Kanamori Eiji, Murakami Yoichi, Tsuchiya Yuko, Standley Daron M, Nakamura Haruki, Kinoshita Kengo
Japan Biological Information Research Center, Japan Biological Informatics Consortium, 2-41-6 Aomi, Koto-ku, Tokyo 135-0064, Japan.
Proteins. 2007 Dec 1;69(4):832-8. doi: 10.1002/prot.21737.

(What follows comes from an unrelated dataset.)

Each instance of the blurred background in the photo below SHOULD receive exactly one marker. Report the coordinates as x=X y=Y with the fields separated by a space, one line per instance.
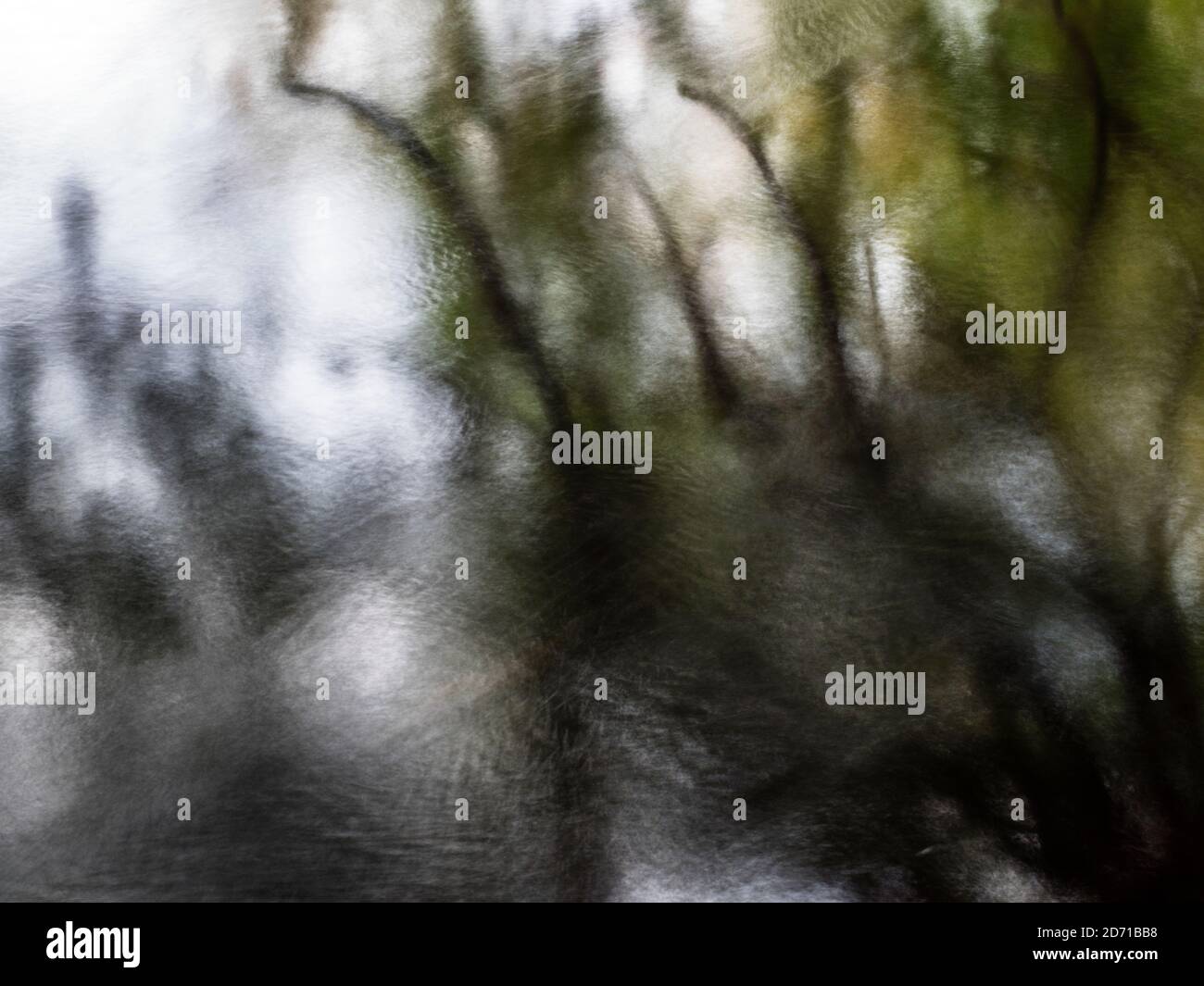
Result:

We have developed a new method to predict protein- protein complexes based on the shape complementarity of the molecular surfaces, along with sequence conservation obtained by evolutionary trace (ET) analysis. The docking is achieved by optimization of an object function that evaluates the degree of shape complementarity weighted by the conservation of the interacting residues. The optimization is carried out using a genetic algorithm in combination with Monte Carlo sampling. We applied this method to CAPRI targets and evaluated the performance systematically. Consequently, our method could achieve native-like predictions in several cases. In addition, we have analyzed the feasibility of the ET method for docking simulations, and found that the conservation information was useful only in a limited category of proteins (signal related proteins and enzymes).
我们开发了一种基于分子表面形状互补性以及通过进化追踪(ET)分析获得的序列保守性来预测蛋白质-蛋白质复合物的新方法。对接是通过优化一个目标函数来实现的,该目标函数评估由相互作用残基的保守性加权的形状互补程度。使用遗传算法结合蒙特卡罗采样进行优化。我们将此方法应用于CAPRI靶标并系统地评估了其性能。结果,我们的方法在几种情况下能够实现类似天然结构的预测。此外,我们分析了ET方法用于对接模拟的可行性,发现保守性信息仅在有限类别的蛋白质(信号相关蛋白和酶)中有用。